Sunday, 17 October 2010

Chrysalis.


Photo by Owen Brice



Sweet Dreams.

Wrapper on the floor,
Picked it up and unravelled
its tempting secrets.
I bet it tasted of caramel
oozing over the tongue
pushing sugary goodness
through the pores of
their tongue.

I run my finger over the
mountainous terrain,
where the sweet had once
been nestled in a smooth
appealing translucent cover.

It takes me back through time
to that place near where I live
that sold unimaginable amounts
of calories, fat, childlike heaven.
Pick up the paper bag
and carefully fill it with
1p, 2p, 5p, 1p.

With coppery fingers you hand
over the bag which is then
reopened and viciously strewn
across the newsagent’s surface.
Hand over your pocket money,
licking your lips.  

There’s that aforementioned
appeal of the smooth shiny wrapper
and the visible sweet,
tempting you again.
You seemingly unwrap it carefully
but when done with it, screw it
into a ball and throw it on the floor.

That’s what happened to this.
The hope of a life in which a small
child sees you, opens you, takes out
your insides.
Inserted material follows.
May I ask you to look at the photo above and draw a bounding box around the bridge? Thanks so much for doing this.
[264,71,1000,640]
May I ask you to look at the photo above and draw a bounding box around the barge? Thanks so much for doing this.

Throws away the carcass.

Oh to be there again.
in that sweater and polo
uniform, the anticipation of a walk
to school and going to the shops first.
The excitement of that low-down
shelf filled with new things,
jelly beans, chocolate buttons.

I hold that bag over and over again
filling it, filling it, filling it.
Swinging it around a pinched
opening, making a seal of approval.
Only to open it seconds later.

Enjoy that wrapper, peel it delicately. It holds something new, or something old – something you like or haven’t yet tried.
Too soft, too sweet, too crunchy-
you’ve learnt your lesson, it won’t be bought again. 

Shoes.

As a child I never paid much attention to shoes, especially as a boy. Maybe to girls they bare more significance, but for me, they claimed none. I do remember getting my first pair of converses when I was 11, though. It was exciting – they were expensive and popular and came in all these different designs and colours. I for one wanted the black ones with the flames on the heel. They were awesome. But I decided to go with Hi-top Blue ones. They had that new rubbery smell and were really tight to fit into at first. My feet are especially wide so it takes a while for new shoes to mould to the shape of my oddness. I remember wearing them for the first time out after my Mum had said “Don’t get marks on them!” and worrying over-precautiously about scuffing them on the pavement. I did. I rubbed frantically at the mark and it disappeared, thankfully. I took great pride in them, cleaning them with Kitchen cleaner on the rubber soles. I even went a step further on my first trip to Camden by buying some checkered shoelaces. I wanted to put the laces on straight away so I walked down to the loch with my mates and put them on then and there, ditching my old worn out white ones. I still have them and they still sort of fit, but I have cooler shoes nowadays.